Reputation: 1
I'm very green when it comes to Python but I see how powerful it is. I'd like to try a few things with it but I'm pretty much teaching myself so please, feel free to explain things in their most basic terms. :/
I tried the goose extraction tool to pull some text from a URL and it work pretty well. I was pretty simple...
from goose import Goose
url = 'http://example.com'
g = Goose()
article = g.extract(url=url)
article.cleaned_text
I'd like to replicate the process so I can extract text from hundreds of URLs. Is there a way to set this up so I can enter a list of URLs, extract text, and then (my guess) I could join them together for NLP or whatever else I want to do?

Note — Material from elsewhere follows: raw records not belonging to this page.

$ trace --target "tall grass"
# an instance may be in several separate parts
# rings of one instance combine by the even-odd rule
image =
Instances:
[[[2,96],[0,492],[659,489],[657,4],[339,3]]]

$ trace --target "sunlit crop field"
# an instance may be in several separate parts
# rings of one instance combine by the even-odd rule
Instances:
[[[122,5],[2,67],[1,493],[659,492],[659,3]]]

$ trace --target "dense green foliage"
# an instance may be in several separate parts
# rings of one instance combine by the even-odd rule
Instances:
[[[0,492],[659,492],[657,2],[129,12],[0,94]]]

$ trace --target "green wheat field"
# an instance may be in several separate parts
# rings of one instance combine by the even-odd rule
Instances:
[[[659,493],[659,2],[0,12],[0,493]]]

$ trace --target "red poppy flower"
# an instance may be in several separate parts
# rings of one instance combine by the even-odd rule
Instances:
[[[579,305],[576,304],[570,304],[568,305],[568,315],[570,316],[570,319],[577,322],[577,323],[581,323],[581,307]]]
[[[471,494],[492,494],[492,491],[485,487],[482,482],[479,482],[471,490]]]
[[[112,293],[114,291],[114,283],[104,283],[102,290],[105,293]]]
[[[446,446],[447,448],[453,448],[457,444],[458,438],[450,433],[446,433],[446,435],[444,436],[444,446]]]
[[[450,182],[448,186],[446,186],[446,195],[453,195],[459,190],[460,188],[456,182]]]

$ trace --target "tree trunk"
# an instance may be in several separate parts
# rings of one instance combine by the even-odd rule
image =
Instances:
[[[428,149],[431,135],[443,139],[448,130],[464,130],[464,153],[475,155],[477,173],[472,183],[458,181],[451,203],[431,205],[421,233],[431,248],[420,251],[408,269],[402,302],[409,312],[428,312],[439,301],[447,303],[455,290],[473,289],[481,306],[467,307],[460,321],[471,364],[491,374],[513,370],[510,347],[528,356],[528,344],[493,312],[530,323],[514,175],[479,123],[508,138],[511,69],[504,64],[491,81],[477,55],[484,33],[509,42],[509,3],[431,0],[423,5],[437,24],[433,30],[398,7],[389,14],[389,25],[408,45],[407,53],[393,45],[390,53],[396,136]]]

Thanks in advance...
Upvotes: 0
Views: 2629
Reputation: 2155
Simply put all the urls in a text file like:
http://example1.com
http://example2.com
http://example3.com
Then, use this list to loop across like,
from goose import Goose
# Read list of hundreds of urls from a file
url_list = open("url_list.txt", "r").read().split("\n")
# loop for each url
for url in url_list:
g = Goose()
article = g.extract(url=url)
# process/store ...
article.cleaned_text
Later, as you have the text required for analysis, go ahead with storing and then processing in a separate code blocks.
Upvotes: 2
Reputation: 1133
Yes, You can either iterate on a "list" (which is a python object) of urls, or get those urls from a file:
Get Urls from a list:
from goose import Goose
list_of_urls = ['url1','url2','url1000'] #etc
g = Goose()
for url in list_of_urls:
article = g.extract(url=url)
article.cleaned_text
#do more stuff
Read urls from file:
with open(url_filename_here) as url_file:
lines = url_file.readlines()
#each line should contain a different url
for line in lines:
article = g.extract(url=line)
#do_more_stuff
Upvotes: 0